Beneath the surface lie thousands of internship doctors enduring similar conditions: excessive workloads, absent supervision, inadequate allowances, and unsafe reporting environments. Most never become headlines because they survive. Yet psychological injury, burnout, and professional erosion do not simply disappear once internships end. They are carried into future medical practice.
In risk management theory, this is known as latent failure—hidden systemic weaknesses that remain unnoticed until conditions align to produce catastrophe. In his Swiss Cheese Model (1990), James Reason explained that disasters rarely result from a single major failure. They occur when multiple small weaknesses across different layers of defense align simultaneously.
Within PIDI, those holes were already present: regulations without working-hour limits, dysfunctional supervision, unequal compensation systems, punitive reporting cultures, and internship sites without workload audits. dr. Myta, tragically, stood at the point where all those failures converged.
The Ministry of Health’s recent reforms—40-hour workweek limits, expanded leave rights, and remuneration standardization—deserve recognition as emergency responses.

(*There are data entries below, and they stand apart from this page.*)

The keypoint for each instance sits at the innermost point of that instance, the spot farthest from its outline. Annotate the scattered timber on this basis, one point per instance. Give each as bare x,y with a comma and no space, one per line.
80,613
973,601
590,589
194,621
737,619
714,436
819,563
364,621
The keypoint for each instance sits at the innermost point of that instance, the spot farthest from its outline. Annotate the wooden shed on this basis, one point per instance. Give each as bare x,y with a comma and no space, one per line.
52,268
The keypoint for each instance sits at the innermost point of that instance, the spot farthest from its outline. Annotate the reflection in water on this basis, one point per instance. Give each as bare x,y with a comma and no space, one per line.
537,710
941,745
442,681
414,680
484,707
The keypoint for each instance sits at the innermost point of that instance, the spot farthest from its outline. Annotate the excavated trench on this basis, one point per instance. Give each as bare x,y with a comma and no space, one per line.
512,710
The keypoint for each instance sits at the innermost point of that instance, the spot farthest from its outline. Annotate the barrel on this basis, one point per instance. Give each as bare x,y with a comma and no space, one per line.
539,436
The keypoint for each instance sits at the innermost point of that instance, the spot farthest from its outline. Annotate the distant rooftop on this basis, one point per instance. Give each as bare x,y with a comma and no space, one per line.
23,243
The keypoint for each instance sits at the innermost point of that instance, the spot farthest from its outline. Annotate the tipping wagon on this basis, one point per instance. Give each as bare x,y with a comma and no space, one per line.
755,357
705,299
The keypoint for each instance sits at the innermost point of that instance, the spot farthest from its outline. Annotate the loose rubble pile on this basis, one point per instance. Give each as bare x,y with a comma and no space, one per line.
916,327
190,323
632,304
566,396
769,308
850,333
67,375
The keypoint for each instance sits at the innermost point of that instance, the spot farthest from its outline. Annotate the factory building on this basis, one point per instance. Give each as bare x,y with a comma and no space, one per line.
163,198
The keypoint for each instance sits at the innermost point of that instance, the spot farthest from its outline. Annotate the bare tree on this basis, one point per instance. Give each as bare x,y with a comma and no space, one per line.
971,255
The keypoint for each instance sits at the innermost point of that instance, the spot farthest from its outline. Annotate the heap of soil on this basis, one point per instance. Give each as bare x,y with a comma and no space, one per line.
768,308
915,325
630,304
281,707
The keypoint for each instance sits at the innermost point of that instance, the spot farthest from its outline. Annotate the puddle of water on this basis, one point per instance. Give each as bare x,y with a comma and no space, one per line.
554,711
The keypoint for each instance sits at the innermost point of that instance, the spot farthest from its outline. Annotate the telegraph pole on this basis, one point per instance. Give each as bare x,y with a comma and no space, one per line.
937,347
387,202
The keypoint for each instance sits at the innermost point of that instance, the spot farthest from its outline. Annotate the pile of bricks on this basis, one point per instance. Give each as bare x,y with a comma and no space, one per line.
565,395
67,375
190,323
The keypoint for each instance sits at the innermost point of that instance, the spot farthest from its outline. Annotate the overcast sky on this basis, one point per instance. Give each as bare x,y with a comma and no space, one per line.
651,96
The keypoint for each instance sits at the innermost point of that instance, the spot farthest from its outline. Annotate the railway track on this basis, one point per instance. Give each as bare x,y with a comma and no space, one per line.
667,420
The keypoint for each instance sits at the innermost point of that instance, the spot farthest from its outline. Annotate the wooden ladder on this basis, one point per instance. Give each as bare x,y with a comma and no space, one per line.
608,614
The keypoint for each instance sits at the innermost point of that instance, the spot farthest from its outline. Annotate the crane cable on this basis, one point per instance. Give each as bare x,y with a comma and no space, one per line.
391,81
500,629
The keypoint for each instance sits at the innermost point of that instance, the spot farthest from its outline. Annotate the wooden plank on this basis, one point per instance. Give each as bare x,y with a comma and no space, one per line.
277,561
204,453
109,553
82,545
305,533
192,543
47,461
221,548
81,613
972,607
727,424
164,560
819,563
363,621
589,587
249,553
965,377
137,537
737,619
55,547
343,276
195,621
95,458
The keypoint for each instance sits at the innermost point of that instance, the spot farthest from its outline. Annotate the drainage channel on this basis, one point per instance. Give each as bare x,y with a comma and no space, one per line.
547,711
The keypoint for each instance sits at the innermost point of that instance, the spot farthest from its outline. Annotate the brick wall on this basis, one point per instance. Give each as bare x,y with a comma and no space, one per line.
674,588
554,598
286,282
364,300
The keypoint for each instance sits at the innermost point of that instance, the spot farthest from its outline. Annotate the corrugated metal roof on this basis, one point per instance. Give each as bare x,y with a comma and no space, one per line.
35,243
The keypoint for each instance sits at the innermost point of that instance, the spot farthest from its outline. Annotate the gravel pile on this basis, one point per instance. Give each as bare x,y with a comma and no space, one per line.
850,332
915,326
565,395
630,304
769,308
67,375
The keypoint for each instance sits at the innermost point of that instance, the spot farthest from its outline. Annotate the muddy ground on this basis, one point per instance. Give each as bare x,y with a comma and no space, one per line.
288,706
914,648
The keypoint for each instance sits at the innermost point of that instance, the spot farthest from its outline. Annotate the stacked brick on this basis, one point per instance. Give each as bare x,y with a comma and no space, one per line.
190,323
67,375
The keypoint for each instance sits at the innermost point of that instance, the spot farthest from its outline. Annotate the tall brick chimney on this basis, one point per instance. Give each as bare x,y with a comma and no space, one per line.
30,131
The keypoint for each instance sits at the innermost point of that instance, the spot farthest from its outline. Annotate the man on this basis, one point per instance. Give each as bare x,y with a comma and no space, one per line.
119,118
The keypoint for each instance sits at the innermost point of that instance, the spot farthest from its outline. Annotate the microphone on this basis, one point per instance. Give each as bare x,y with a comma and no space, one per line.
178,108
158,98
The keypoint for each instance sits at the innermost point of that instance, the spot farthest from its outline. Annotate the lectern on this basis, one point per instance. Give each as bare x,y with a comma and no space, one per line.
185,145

But they are not enough.
What Indonesia needs is structural reform on at least three fronts:
- Independent and periodic workload audits for all internship hospitals, backed by firm administrative sanctions.
- A secure reporting mechanism for interns, protected from retaliation and equivalent to whistleblower protection systems in corporate governance.
- The integration of young doctors’ safety and welfare indicators into the hospital accreditation system managed by Hospital Accreditation Commission, ensuring that protecting junior medical personnel becomes an operational requirement rather than discretionary policy.
The death of dr. Myta Aprilia Azmy is a mirror Indonesia cannot afford to ignore.
She did not die from an incurable disease. She died within a system that failed to care enough to protect her—a system that knew problems existed, received warnings from the medical association, witnessed three previous deaths, and still failed to act with urgency.
That is the true disorder within Indonesia’s healthcare governance: not the absence of regulations, but the absence of institutional will to ensure those regulations work in practice, protecting the most vulnerable lives within the system itself.